Walton entered the cabin to mourn over the body of his friend. Over the coffin hung a form which he could not find words to describe -- gigantic in stature, yet uncouth and distorted in its proportions. As Walton hung over the coffin, the Creature appeared to hear a sound. He sprang towards the window. Never did Walton behold a vision so horrible as the Creature's face, of such loathsome yet appalling hideousness. He shut his eyes involuntarily and endeavoured to recollect what were his duties with regard to this destroyer. He called upon the Creature to stay.
The Creature paused, then approached the body, and exclaimed in accents of anguish: "That is also my victim! In his murder my crimes are consummated; the miserable series is finished! Oh, Frankenstein! Generous and self-devoted being! What does it avail that I now ask thee to pardon me? I, who irretrievably destroyed thee by destroying all thou lovedst. Alas! He is cold, he cannot answer me."
Walton at first felt moved to express his compassion, but when he looked upon the Creature -- the murderer of William, Justine, Clerval, Elizabeth, and by extension of Alphonse -- the filthy daemon to whom he had given life, indignation was rekindled within him. "Wretch!" he said. "It is well that you come here to whine over the desolation that you have made. If you had listened to the voice of conscience and heeded the stings of remorse before you had urged your diabolical vengeance to this extremity, Frankenstein would yet have lived."

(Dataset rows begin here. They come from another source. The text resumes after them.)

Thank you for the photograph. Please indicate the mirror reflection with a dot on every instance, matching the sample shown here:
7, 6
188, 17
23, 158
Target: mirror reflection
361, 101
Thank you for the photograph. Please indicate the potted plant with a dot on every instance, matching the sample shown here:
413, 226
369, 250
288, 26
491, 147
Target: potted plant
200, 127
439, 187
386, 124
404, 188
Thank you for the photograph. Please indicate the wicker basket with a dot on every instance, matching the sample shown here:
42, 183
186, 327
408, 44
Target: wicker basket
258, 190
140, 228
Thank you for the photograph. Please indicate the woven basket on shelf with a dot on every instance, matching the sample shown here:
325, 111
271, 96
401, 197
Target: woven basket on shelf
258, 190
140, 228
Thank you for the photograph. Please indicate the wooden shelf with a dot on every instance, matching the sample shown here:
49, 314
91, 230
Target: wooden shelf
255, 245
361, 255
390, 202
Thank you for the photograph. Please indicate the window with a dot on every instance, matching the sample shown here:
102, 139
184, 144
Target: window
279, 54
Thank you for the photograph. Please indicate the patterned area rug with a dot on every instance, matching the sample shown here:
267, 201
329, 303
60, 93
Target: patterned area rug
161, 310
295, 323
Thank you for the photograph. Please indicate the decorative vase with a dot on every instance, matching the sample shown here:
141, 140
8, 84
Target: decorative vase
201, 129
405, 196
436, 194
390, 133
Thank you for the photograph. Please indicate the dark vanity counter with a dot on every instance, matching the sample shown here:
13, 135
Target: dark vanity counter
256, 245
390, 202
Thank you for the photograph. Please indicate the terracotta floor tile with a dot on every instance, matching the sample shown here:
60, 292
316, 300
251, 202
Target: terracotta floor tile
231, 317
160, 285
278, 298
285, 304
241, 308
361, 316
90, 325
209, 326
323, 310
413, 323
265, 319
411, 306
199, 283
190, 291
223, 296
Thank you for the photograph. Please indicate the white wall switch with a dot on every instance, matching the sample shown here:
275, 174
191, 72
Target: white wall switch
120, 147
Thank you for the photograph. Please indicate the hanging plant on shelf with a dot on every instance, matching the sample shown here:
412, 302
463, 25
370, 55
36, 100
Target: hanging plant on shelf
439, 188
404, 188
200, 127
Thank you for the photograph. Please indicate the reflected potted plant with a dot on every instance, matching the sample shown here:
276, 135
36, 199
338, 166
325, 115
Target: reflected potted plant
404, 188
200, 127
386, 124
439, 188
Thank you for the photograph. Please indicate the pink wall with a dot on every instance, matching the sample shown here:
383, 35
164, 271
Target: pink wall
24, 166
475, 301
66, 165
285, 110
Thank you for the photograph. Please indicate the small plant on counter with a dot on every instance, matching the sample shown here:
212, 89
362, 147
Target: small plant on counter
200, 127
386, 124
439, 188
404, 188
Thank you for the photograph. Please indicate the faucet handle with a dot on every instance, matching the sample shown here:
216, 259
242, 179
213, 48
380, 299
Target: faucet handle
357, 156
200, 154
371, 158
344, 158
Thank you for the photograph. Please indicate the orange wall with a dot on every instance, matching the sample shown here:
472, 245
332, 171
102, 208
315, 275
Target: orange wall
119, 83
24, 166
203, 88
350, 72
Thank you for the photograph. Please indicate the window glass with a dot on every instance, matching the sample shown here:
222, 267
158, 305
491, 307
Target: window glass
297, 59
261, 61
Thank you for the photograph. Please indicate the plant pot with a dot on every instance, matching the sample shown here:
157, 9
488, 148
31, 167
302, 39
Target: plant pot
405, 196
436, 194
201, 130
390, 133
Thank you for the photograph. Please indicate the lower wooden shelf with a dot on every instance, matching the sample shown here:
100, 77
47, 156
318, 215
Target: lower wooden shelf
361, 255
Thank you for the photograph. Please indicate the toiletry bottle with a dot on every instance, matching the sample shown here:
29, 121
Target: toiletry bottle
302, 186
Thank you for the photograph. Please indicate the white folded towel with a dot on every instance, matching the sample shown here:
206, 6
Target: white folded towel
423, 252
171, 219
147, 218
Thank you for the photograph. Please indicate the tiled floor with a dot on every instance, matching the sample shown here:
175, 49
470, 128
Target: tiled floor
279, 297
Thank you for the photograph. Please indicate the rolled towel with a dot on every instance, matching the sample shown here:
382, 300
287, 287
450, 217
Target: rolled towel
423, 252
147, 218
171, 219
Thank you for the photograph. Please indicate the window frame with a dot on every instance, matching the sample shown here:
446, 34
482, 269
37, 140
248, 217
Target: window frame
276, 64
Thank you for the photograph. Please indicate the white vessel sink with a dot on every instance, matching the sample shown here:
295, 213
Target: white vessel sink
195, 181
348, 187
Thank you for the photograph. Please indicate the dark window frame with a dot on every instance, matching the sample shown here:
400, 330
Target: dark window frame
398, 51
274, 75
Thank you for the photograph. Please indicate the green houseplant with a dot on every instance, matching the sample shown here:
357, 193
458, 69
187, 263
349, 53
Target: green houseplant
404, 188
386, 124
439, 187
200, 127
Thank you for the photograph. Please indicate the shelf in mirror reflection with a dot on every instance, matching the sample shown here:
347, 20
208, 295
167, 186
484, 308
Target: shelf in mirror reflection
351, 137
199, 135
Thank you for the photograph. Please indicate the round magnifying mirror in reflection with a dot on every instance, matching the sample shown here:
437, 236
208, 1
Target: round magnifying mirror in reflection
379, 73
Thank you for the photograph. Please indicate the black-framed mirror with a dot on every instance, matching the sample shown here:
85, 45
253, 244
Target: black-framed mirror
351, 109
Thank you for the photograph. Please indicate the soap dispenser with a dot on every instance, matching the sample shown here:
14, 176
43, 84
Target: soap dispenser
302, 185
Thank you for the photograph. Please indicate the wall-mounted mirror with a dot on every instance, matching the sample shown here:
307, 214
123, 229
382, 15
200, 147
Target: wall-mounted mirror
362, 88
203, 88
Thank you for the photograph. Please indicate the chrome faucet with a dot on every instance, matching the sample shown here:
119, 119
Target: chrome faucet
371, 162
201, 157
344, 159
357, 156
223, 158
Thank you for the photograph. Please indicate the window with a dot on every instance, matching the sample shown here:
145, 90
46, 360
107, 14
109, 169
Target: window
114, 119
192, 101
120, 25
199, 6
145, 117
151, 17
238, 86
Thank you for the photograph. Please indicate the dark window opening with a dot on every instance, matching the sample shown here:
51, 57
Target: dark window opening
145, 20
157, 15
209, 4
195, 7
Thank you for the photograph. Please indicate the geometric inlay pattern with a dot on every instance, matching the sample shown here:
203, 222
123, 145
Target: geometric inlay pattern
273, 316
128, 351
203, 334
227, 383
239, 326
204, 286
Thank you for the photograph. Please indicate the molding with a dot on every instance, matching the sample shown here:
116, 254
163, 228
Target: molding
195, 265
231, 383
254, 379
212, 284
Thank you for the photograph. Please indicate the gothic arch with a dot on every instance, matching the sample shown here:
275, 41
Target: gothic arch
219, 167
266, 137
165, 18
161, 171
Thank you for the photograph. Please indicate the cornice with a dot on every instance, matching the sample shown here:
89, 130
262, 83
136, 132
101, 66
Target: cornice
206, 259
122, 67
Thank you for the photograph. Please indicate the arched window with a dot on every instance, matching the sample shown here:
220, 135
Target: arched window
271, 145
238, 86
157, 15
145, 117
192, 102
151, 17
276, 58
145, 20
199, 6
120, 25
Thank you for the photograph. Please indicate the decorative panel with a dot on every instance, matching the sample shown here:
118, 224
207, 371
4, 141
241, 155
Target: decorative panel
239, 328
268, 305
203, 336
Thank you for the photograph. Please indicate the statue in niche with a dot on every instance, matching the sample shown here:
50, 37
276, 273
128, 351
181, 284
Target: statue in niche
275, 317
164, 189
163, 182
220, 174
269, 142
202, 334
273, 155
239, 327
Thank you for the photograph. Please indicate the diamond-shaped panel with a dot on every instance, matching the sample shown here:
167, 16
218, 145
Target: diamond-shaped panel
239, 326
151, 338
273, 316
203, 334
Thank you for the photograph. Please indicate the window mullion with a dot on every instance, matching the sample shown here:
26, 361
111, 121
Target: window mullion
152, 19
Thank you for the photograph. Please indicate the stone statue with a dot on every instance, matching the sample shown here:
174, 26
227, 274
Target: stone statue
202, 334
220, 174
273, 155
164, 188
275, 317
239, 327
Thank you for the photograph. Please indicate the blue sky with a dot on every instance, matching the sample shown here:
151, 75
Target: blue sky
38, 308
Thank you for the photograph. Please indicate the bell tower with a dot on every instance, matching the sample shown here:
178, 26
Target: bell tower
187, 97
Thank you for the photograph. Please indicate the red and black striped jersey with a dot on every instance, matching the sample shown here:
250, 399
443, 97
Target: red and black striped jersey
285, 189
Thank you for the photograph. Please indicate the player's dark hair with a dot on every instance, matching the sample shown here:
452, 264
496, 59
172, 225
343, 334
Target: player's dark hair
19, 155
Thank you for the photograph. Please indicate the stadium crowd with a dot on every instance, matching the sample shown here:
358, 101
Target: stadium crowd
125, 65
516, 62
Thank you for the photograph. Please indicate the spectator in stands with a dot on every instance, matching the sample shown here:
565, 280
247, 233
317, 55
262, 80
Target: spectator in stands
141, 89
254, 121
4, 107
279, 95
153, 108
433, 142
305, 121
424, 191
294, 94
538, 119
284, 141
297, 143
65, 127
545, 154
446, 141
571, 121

"Do you think that I was then dead to agony and remorse?" the Creature replied, fixing his gaze upon Walton with mingled grief and wonder. "He suffered not in the consummation of the deed -- oh! not the ten-thousandth portion of the anguish that was mine during the lingering detail of its execution. A frightful selfishness hurried me on, while my heart was poisoned with remorse. Think you that the groans of Clerval were music to my ears? My heart was fashioned to be susceptible of love and sympathy; and when wrenched by misery to vice and hatred, it did not endure the violence of the change without torture such as you cannot even imagine. After the murder of Clerval I returned to Switzerland, heart-broken and overcome. I pitied Frankenstein; my pity amounted to horror; I abhorred myself. But when I discovered that he, the author at once of my existence and of its unspeakable torments, dared to hope for happiness, then impotent envy and bitter indignation filled me with an insatiable thirst for vengeance. And now it is ended; there is my last victim!"
He looked upon the lifeless form of his creator with a mixture of regret and wonder. Then he said, with solemn enthusiasm: "But soon I shall die, and what I now feel be no longer felt. Soon these burning miseries will be extinct. I shall ascend my funeral pile triumphantly and exult in the agony of the torturing flames. The light of that conflagration will fade away; my ashes will be swept into the sea by the winds. My spirit will sleep in peace, or if it thinks, it will not surely think thus. Farewell."
He sprang from the cabin window upon the ice raft which lay close to the vessel. He was soon borne away by the waves and lost in darkness and distance. That was the last that any living eye beheld of the Creature whom Victor Frankenstein had made.